If you need a Kafka stream to play around with, we've provided some at Awesome Data Stream!
How to add a stream?
To add a stream in Memgraph Lab:
- Switch to Streams and Add New Stream.
- Choose stream type, enter a stream name, server address, and topics you want to subscribe to.
- Go to the Next Step.
- Click on Edit (pencil icon) to modify the Consumer Group, Batch Interval or Batch Size.
If you are trying to connect to MovieLens Kafka data stream from the Awesome Data Stream, the stream configuration should look like this:
Once the basic configuration is finished, you need to define a transformation module and attach it to the stream.
How to add a transformation module?
A transformation module is a set of user-defined transformation procedures written in C or Python that act on data received from a streaming source. Transformation procedures instruct Memgraph on how to transform the incoming messages to consume them correctly.

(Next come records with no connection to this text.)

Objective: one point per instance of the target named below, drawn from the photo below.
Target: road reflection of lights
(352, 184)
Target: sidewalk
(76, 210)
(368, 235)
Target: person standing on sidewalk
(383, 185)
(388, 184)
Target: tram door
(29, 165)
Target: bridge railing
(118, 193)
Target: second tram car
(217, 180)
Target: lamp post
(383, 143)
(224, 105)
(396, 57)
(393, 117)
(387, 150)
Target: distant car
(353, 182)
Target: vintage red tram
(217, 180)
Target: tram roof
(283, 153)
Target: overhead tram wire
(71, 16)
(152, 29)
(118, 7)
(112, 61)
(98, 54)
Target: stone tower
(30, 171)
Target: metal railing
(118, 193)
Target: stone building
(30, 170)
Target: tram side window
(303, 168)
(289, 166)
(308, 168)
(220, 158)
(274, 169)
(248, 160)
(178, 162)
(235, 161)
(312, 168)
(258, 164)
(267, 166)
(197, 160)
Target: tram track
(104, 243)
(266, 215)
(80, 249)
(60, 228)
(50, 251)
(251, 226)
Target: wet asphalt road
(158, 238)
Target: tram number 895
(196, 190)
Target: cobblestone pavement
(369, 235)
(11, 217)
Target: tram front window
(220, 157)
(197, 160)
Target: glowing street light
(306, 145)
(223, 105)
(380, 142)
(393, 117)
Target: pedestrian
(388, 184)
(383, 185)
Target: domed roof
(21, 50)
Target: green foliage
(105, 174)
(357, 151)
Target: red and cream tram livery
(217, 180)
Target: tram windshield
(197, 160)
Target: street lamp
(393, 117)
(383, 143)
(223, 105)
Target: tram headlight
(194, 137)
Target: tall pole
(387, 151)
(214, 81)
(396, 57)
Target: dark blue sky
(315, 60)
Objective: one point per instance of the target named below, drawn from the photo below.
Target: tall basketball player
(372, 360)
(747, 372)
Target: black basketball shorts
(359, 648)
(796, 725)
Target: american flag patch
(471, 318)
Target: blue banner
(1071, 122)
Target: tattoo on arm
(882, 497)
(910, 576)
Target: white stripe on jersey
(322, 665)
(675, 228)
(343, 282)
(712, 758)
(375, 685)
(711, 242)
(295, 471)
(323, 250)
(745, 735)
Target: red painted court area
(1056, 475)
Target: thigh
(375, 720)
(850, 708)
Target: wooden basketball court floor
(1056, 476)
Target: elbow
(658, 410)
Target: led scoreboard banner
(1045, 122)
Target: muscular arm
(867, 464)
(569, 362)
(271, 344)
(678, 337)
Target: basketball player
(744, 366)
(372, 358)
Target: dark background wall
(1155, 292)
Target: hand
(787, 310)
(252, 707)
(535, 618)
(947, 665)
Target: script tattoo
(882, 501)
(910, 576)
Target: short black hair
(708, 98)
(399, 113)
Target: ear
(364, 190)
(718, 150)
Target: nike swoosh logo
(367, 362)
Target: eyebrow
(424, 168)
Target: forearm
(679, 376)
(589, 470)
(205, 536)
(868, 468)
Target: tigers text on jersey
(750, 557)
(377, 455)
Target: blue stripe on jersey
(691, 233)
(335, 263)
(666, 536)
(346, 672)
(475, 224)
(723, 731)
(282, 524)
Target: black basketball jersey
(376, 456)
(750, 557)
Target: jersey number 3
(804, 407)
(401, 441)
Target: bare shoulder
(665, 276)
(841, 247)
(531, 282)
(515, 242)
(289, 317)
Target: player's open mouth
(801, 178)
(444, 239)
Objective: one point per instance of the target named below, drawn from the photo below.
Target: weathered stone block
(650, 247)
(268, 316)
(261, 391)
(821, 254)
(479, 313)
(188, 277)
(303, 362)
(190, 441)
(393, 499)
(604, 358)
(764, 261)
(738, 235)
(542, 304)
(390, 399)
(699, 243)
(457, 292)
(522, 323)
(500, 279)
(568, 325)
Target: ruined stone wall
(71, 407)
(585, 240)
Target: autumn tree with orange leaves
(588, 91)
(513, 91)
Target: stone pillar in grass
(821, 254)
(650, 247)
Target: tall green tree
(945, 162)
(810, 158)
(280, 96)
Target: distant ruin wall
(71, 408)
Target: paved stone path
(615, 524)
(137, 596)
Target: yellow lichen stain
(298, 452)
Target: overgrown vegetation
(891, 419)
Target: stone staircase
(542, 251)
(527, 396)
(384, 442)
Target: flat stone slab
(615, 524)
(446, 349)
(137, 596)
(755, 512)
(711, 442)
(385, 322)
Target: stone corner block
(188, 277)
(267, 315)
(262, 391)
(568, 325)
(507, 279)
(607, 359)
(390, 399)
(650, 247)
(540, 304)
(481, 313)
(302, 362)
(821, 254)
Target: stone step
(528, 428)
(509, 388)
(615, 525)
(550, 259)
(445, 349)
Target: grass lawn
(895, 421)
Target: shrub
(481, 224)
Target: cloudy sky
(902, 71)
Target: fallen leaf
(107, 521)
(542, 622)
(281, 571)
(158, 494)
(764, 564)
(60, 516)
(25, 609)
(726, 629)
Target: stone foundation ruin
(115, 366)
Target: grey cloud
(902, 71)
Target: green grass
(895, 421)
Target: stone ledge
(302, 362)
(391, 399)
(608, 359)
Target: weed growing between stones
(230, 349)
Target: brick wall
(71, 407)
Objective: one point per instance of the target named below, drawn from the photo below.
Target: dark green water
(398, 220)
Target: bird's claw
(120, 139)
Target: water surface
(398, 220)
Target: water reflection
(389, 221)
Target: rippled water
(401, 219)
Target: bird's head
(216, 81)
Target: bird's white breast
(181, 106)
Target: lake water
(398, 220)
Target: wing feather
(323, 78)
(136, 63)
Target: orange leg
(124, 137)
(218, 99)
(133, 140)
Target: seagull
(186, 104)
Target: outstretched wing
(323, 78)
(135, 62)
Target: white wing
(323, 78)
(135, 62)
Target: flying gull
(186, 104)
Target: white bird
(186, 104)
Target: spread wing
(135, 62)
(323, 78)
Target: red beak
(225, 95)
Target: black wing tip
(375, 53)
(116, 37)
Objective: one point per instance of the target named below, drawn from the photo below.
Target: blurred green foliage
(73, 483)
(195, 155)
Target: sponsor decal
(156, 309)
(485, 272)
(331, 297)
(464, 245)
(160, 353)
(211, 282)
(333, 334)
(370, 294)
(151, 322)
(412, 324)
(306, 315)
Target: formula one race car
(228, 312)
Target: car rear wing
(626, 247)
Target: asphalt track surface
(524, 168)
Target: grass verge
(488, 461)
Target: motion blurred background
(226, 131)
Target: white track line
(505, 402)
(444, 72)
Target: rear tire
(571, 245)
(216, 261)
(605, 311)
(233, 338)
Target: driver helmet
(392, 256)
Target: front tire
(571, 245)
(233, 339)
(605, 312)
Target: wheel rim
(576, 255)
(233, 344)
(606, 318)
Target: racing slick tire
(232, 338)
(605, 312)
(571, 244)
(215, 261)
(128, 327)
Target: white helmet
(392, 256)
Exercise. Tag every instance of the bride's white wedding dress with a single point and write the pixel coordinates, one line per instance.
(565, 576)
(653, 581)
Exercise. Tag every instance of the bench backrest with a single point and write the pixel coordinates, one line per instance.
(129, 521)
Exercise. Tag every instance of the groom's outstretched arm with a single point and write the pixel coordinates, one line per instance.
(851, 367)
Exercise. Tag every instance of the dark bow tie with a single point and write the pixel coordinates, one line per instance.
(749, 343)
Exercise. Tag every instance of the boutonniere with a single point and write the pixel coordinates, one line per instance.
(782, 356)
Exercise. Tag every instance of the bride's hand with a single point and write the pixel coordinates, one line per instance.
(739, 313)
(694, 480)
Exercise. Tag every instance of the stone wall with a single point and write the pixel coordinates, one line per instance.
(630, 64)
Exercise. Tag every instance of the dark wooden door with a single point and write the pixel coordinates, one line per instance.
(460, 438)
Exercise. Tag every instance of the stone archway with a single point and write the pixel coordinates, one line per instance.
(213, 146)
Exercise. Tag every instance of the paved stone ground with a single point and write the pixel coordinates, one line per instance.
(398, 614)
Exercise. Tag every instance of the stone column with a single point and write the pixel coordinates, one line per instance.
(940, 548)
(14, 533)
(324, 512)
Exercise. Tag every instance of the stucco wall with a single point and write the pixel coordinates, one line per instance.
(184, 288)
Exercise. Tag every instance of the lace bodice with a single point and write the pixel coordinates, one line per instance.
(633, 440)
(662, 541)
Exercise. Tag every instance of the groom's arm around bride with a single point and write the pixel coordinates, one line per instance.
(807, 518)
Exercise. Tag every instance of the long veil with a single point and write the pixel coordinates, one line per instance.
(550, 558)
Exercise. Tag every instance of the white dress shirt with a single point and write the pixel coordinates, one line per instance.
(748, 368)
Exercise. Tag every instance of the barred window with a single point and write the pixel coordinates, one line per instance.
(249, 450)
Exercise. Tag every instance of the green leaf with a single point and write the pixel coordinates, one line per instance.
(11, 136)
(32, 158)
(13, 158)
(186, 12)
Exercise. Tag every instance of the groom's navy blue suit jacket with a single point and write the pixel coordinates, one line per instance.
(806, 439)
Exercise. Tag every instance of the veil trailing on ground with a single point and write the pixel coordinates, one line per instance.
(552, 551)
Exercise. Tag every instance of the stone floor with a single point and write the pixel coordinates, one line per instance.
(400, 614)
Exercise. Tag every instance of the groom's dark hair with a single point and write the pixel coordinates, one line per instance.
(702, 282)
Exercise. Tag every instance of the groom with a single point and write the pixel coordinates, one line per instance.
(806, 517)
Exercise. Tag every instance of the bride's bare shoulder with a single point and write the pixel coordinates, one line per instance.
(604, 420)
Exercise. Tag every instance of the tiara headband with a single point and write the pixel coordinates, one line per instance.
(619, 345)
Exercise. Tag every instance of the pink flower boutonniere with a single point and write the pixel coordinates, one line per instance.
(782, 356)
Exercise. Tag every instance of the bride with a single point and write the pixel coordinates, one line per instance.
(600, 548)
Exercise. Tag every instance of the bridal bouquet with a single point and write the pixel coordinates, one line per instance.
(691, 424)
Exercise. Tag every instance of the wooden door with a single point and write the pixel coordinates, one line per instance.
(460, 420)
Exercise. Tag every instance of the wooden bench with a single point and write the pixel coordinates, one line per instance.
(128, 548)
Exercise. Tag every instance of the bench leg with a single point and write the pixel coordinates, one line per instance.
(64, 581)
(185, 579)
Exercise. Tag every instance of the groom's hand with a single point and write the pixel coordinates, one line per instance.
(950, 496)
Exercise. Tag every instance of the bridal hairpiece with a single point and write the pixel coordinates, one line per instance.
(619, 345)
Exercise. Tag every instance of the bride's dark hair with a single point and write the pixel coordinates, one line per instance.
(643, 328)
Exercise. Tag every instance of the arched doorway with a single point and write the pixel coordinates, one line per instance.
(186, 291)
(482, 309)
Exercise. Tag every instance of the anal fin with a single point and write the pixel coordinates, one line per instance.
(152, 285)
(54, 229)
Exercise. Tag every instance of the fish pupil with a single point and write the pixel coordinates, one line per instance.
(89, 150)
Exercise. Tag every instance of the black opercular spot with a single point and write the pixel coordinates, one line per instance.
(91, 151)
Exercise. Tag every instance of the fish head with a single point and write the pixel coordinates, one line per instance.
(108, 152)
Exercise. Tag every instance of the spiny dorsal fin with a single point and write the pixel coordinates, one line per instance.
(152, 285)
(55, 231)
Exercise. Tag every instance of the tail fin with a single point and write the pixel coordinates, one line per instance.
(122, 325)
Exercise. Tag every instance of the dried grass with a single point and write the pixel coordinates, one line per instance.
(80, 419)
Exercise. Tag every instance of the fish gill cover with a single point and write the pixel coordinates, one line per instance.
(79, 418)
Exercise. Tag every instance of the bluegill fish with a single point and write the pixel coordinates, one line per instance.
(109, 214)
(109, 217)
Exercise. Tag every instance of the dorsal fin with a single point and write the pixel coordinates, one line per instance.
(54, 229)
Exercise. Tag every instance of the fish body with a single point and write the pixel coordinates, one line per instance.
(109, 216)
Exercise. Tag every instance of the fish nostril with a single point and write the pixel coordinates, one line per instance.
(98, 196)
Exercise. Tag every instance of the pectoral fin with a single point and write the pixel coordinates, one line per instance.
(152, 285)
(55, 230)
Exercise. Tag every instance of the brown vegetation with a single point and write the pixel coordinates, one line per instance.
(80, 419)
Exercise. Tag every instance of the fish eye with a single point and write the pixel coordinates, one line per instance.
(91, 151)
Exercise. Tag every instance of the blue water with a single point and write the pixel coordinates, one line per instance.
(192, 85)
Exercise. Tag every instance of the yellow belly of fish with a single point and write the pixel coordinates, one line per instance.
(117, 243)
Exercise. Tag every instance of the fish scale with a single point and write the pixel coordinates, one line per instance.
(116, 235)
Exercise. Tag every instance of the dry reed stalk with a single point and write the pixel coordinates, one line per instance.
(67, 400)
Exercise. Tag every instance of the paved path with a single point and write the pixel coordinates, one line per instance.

At the moment, you can only develop Python transformation modules directly from Memgraph Lab.
To add a Python transformation module to a stream:
- Click on Add Transformation Module.
- Click on Choose Transformation Module.
- Select an existing transformation module or + Create new transformation.
- Review an existing module or clear the screen and write a new transformation procedure.
- Save the transformation module.
- Check if the necessary transformation procedure is visible under Detected transformation functions on the right.
- Select a transformation procedure and Attach to Stream.
You can also develop transformation modules in Python beforehand, in the section Query Modules. Click on the New Module, and the Lab will automatically recognize transformation procedures once you define them.
If you developed a procedure in C, you have to load it into Memgraph first, and then you will be able to see it in the Query Modules section and attach it to a stream.
Check the transformation module for MovieLens on Awesome Data Stream.
How to set Kafka configuration parameters?
If necessary, add the Kafka configuration parameters to customize the stream further:
- In the Kafka Configuration Parameters + Add parameter field.
- Insert the parameter name and value.
- To add another parameter, Add parameter filed.
- Save Configuration once you have set all parameters.
To connect to the Awesome Data Stream you need to set the following Kafka configuration parameters:
- sasl.username | public
- sasl.password | public
- security.protocol | SASL_PLAINTEXT
- sasl.mechanism | PLAIN
How to connect Memgraph to the stream and start ingesting the data?
Once the stream is configured, you can Connect to Stream.
Memgraph will do a series of checks, ensuring that defined topics and transformation procedures are correctly configured. If all checks pass successfully, you can Start the stream. Once you start the stream, you will no longer be able to change any of the configuration settings, just the transformation module.
The stream status changes to Running, and data is ingested into Memgraph. You can see the number of nodes and relationships rising as the data keeps coming in. If your nodes and relationships numbers stay at zero, check the transformation module, as there might be a flaw in the logic that needs to be resolved.
Switch to Query Execution and run a query to visualize the data coming in:
RETURN p LIMIT 100;
How to manage a stream?
To manage a stream in Memgraph Lab, go to Streams and click on the stream you want to manage.
How to start, stop or delete a stream?
To start a draft steam, click on Connect to Stream.
To stop or start a stream, click on Stop Stream/Start Stream.
To delete a stream, click on Delete Stream.
How to edit a stream?
You cannot edit a started stream. You can only create a new stream with the changes you want to implement.
You can only change the transformation module and the stream offset..
How to change Kafka stream offset?
Kafka stream offset can be changed using a query only:
CALL mg.kafka_set_stream_offset(streamName, offset)
An offset of
-1 denotes the beginning offset available for the given
An offset of
-2 denotes the end of the stream and only the
next produced message will be consumed.